Fig 1.
Phylogenetic relationships among KAPs as determined by Bayesian inference.
Branches are colored according to the putative KAP type identified. Numbers on nodes represent the Bayesian posterior probability for the corresponding clade (clades without numbers are those presenting 100% posterior probability). Black circles next to taxon names indicate sequences used by Cavalcanti et al. 2009 [14]; red circles indicate sequences used by Motta et al. 2013 [30].
Fig 2.
Quantification of KAP transcripts for KAP4, aKAP23 and stKAPy by RT-qPCR.
The relative amount of KAPs was estimated by comparison with the GAPDH expression of WT trypanosomatids. (A) A. deanei KAPs, (B) S. culicis KAPs. APO, aposymbiotic strain; WT, wild type strain. AdKAP4—p > 0.05, aKAP23—p < 0.05 (*), stKAPy—p > 0.05, ScKAP4—p < 0.01 (**).
Fig 3.
Immunolocalization of KAPs on WT and APO strains of S. culicis and A. deanei.
DAPI was used to label the nucleus and the kinetoplast, and the anti-porin antibody to identify the symbiotic bacterium in WT cells. (A-B): The anti-KAP4 antibody labeled the kinetoplast region that faces the anterior end of A. deanei in WT (A) and APO (B) cells. Note that this labeling in part coincides with DAPI staining. (C-D): For S. culicis, KAP4 labeling is dispersed through the kinetoplast of both strains and overlaps those for DAPI. (E-F): The anti-aKAP23 antibody generated a similar and specific labeling for WT (E) and APO (F) cells of A. deanei. In this case, an overlap with DAPI was not observed indicating that aKAP23 does not co-localize with the kDNA and is probably located at the KFZ. (G-H) Regarding stKAPy, this protein also faces the anterior part of the cell body in both strains, however the labeling is more disperse when compared to that obtained for aKAP23. Arrowheads indicate the kinetoplast. Scale bars equal to 1 μm.
Fig 4.
Kinetoplast ultrastructure of WT and APO strains of A. deanei and S. culicis.
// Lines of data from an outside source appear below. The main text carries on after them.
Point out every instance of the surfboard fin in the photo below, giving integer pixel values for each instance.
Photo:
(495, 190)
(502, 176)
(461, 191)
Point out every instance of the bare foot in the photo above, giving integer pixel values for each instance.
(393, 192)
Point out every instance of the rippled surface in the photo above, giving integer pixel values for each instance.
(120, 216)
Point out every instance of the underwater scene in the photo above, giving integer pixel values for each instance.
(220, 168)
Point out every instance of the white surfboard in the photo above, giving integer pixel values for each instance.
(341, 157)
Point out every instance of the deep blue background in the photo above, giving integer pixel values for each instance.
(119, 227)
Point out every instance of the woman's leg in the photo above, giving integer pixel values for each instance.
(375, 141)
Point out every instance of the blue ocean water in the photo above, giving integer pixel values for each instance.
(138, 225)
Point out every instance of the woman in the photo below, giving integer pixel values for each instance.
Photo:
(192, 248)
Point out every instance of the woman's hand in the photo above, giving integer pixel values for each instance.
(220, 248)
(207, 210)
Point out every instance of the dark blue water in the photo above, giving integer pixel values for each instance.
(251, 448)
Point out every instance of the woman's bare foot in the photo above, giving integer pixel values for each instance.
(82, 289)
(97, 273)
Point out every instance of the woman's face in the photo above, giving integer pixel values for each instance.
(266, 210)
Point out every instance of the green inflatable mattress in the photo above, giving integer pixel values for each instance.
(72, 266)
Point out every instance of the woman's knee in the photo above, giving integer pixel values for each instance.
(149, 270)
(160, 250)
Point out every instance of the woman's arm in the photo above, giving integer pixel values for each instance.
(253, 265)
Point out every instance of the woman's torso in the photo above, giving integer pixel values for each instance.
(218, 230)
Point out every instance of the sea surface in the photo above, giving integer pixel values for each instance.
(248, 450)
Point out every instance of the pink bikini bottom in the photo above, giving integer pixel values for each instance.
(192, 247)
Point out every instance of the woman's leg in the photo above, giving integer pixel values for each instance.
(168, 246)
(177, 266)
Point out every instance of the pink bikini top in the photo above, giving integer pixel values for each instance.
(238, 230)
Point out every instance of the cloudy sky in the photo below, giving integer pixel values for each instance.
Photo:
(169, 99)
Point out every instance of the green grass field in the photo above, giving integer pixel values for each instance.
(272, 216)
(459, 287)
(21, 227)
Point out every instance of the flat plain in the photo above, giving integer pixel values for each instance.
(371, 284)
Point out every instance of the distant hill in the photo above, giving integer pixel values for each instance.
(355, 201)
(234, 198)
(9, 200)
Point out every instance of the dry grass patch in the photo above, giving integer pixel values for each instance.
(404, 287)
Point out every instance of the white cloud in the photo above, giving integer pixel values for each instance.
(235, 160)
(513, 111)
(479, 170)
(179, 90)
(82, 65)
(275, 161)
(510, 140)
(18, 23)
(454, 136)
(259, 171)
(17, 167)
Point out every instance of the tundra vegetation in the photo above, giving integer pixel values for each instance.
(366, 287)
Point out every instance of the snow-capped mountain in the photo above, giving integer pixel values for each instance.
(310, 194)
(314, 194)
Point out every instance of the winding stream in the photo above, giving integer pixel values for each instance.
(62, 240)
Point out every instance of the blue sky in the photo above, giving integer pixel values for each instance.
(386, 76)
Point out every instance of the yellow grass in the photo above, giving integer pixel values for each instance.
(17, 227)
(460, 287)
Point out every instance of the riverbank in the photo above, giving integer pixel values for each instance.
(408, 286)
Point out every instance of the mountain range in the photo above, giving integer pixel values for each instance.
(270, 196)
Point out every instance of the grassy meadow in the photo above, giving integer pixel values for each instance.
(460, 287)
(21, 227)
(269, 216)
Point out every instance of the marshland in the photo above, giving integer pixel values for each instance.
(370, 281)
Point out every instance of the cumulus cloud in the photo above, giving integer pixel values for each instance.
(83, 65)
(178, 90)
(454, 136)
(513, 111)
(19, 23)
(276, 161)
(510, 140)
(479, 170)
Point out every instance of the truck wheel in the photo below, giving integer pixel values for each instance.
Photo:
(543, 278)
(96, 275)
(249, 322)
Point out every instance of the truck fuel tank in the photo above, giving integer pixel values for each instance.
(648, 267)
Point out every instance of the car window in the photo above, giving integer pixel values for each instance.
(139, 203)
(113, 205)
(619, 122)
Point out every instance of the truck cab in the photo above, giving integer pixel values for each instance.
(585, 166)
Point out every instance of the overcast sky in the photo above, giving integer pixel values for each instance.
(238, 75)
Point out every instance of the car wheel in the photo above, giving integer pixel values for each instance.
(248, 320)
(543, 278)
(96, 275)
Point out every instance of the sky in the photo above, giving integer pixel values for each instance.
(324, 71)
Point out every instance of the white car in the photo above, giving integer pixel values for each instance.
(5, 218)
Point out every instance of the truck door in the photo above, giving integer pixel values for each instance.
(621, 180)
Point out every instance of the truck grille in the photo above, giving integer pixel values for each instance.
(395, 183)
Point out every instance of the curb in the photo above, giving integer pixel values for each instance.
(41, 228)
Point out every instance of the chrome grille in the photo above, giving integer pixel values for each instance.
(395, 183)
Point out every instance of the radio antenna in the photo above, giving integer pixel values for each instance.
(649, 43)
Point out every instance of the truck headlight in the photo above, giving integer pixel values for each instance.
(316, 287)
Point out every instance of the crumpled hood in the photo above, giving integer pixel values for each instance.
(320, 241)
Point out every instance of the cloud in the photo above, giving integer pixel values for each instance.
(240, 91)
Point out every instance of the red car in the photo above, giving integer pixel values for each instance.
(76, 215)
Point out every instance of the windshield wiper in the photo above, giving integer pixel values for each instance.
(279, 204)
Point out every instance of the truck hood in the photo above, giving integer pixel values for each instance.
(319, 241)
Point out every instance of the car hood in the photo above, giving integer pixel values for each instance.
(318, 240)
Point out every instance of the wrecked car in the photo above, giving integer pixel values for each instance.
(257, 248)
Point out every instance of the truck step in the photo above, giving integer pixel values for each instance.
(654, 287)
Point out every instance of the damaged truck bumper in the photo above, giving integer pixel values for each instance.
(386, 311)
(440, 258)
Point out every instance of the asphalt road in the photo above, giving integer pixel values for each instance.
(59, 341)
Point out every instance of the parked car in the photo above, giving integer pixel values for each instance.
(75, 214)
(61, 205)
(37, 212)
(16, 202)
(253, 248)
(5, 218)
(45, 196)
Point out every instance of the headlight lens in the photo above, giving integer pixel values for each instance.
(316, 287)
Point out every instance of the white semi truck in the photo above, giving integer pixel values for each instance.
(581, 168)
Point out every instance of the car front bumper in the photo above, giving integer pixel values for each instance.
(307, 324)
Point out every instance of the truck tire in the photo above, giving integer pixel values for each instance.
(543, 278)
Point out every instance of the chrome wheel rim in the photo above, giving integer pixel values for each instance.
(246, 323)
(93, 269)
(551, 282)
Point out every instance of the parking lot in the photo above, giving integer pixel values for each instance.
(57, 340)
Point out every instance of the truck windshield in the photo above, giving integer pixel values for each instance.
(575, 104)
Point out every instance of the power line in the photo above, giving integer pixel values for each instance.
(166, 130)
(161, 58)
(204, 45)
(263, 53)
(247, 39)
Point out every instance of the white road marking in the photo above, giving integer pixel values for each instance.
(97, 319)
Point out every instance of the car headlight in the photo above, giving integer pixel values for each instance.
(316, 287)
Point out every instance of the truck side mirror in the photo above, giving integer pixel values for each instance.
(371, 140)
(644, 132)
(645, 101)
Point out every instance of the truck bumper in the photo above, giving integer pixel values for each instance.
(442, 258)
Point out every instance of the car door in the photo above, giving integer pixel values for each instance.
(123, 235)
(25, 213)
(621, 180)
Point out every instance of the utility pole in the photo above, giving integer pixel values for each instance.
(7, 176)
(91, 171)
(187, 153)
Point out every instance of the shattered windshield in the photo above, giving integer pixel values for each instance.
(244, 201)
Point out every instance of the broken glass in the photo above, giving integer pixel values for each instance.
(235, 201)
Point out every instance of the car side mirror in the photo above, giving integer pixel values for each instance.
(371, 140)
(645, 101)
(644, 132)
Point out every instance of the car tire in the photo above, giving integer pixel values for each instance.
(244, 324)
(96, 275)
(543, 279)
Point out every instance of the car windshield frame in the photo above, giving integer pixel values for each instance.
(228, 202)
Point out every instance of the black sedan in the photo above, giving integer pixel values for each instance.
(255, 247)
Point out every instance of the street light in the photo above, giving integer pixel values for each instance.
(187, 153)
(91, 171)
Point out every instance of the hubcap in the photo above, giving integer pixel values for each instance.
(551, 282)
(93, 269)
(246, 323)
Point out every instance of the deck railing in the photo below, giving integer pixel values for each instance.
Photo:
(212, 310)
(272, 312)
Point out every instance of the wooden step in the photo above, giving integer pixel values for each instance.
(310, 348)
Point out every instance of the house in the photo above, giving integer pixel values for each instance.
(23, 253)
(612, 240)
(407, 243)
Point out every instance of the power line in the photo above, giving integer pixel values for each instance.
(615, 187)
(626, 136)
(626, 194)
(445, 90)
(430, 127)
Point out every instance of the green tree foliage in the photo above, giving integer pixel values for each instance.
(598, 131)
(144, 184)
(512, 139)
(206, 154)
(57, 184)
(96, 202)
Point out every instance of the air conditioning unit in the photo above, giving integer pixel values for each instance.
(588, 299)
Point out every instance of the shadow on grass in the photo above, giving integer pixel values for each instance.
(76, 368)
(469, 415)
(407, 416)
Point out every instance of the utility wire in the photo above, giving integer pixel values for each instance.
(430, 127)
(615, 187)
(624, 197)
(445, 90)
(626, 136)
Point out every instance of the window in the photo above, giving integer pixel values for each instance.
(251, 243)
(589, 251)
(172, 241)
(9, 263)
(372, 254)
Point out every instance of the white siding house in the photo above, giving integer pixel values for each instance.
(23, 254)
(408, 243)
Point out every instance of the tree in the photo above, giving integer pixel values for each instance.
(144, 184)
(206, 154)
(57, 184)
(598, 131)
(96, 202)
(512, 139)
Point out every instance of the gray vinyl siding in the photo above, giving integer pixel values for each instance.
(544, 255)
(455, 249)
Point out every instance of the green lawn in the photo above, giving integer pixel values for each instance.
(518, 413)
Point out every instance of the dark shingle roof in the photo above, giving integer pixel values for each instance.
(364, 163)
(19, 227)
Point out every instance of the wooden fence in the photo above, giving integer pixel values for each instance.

A-D: Kinetoplast ultrastructure observed by transmission electron microscopy (TEM). A-B: Both strains of A. deanei present a similar kinetoplast ultrastructure that presents a trapezoid shape and a looser arrangement of the central area in relation to the region that faces the basal body (bb) where kDNA is more condensed (black arrows). C-D: In WT and APO strains of S. culicis, the kinetoplast displays an arch shape and the more condensed layer close to the basal body (black arrows). E-H: Kinetoplast ultrastructure observed by electron tomography (ET). E-F: This high-resolution technique confirmed that both A. deanei strains have a similar kDNA network topology presenting the densely packed kDNA region facing the basal body (brackets). (E, F) top, (E’, F’) middle and (E”, F”) bottom regions of the kinetoplast as visualized by electron tomography. G-H: In both strains of S. culicis, the kinetoplast is flatter when compared to that found in A. deanei, and the compact DNA fibers occupy approximately half of the kDNA network (dashed rectangle). (G, H) top, (G’, H’) middle and (G”, H”) bottom regions of the kinetoplast as visualized by electron tomography. In G’ and H’ arrows indicate the condensed kDNA fibers.
Fig 5.
AFM analysis of isolated kDNA networks of A. deanei (A-B) and S. culicis (C-D).
Both species present an arrangement composed of circles uniformly distributed throughout a massive network of kDNA molecules. Clusters of DNA forming rosette-like structures (B and D, arrows) were seen along the network and correspond to regions where the DNA molecules crossover themselves.